名古屋市を中心とする中部産業圏の産業は、これまで名古屋南部地区及び四日市を除くと繊維、木材などの軽工業が主体でした。この産業構成の歪みを直し、さらに高度化を図るため、中部経済連合会を中心として伊勢湾臨海部へ重化学工業を誘致する運動が進められていました。この中で中心となったのは、基幹産業である鉄鋼一貫の製鉄所を誘致することでした。

1959年(昭和34)6月に名古屋南部臨海工業地帯に東海製鐵(現・新日本製鐵)の立地が決定。大同製鋼(現・大同特殊鋼)、製鉄化学(現・東レと現・東亜合成)、石川島播磨重工業、出光興産といった重化学工業が次々と進出することになり、工業用水の需要量は、うなぎ登りに増加しました。

この需要量の増大を、第1期事業の日量8万6400m3では満たすことはできないことから、拡張事業として第2期事業(1961〜1964年度工期)が必要となり、給水能力日量25万9200m3で計画されましたが、この水源は愛知用水の高度化により生み出すよりほかに方策がありませんでした。
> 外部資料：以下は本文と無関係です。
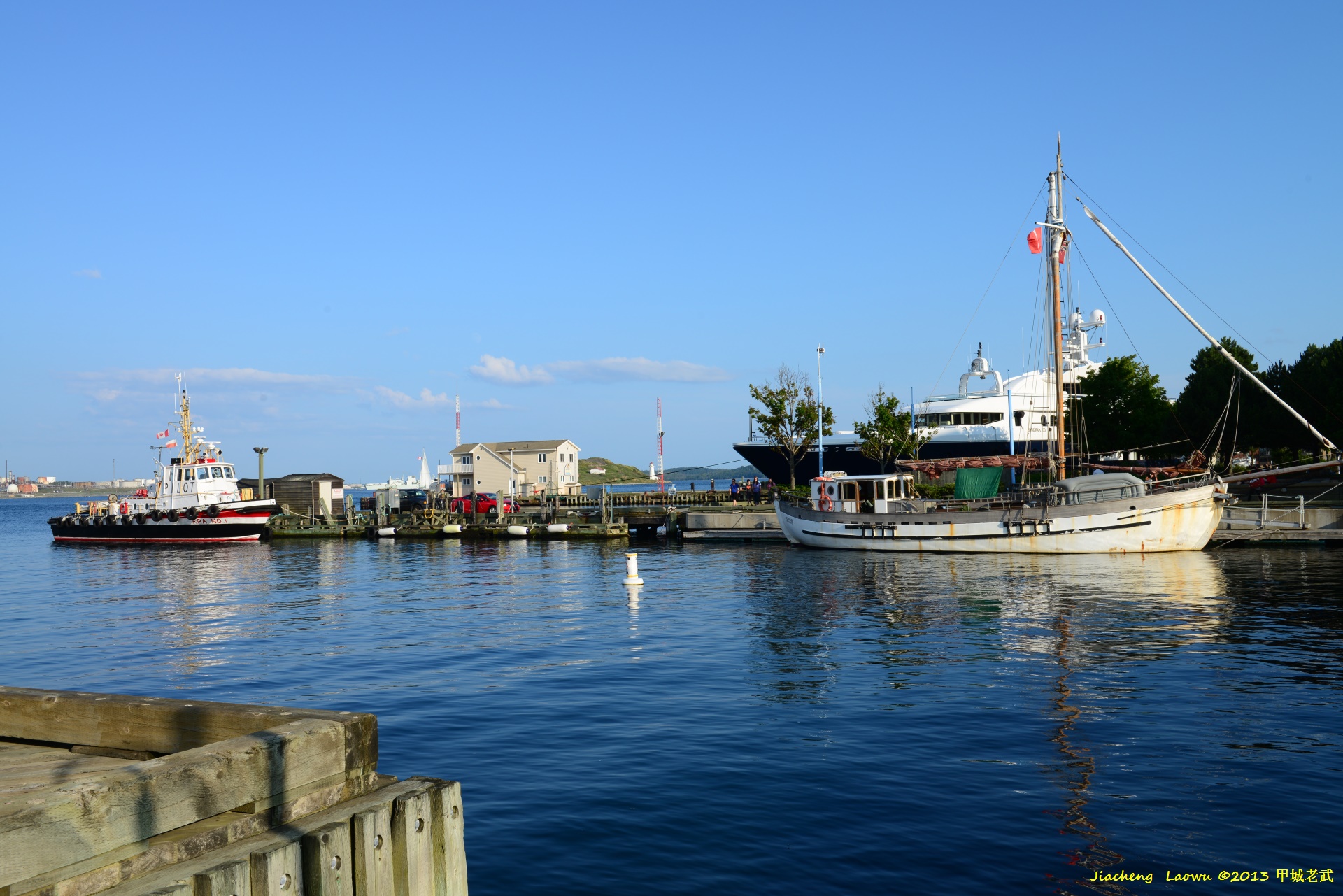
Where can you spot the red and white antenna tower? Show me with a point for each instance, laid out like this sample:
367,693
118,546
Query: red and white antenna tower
662,484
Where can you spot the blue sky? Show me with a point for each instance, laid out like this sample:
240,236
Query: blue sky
331,215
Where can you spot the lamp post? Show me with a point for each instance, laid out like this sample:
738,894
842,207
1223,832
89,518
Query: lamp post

愛知用水事業の当初計画では、農業受益面積は約3万700haでしたが、精査したところ約2万3500haに減少することが判明。この分と、佐布里(そうり)地区に約500万m3の調整池を築造することで、毎秒3.0m3を農業用水から工業用水に転用して水源を確保しました。

第3・4期事業

名古屋南部臨海工業地帯には、我が国の基幹産業ともいうべき鉄鋼、石油化学などの工場が既に進出し操業していました。その後、新規進出企業が次々に立地するのに加え、既設工場も生産設備を拡充していく高度成長状況で、工業用水の需要は1970年度(昭和45)には給水開始時の約4倍の日量約59万m3に達すると見込まれ、第3期事業(1965〜1972年度工期)に依存する水量は日量20万m3として計画されました。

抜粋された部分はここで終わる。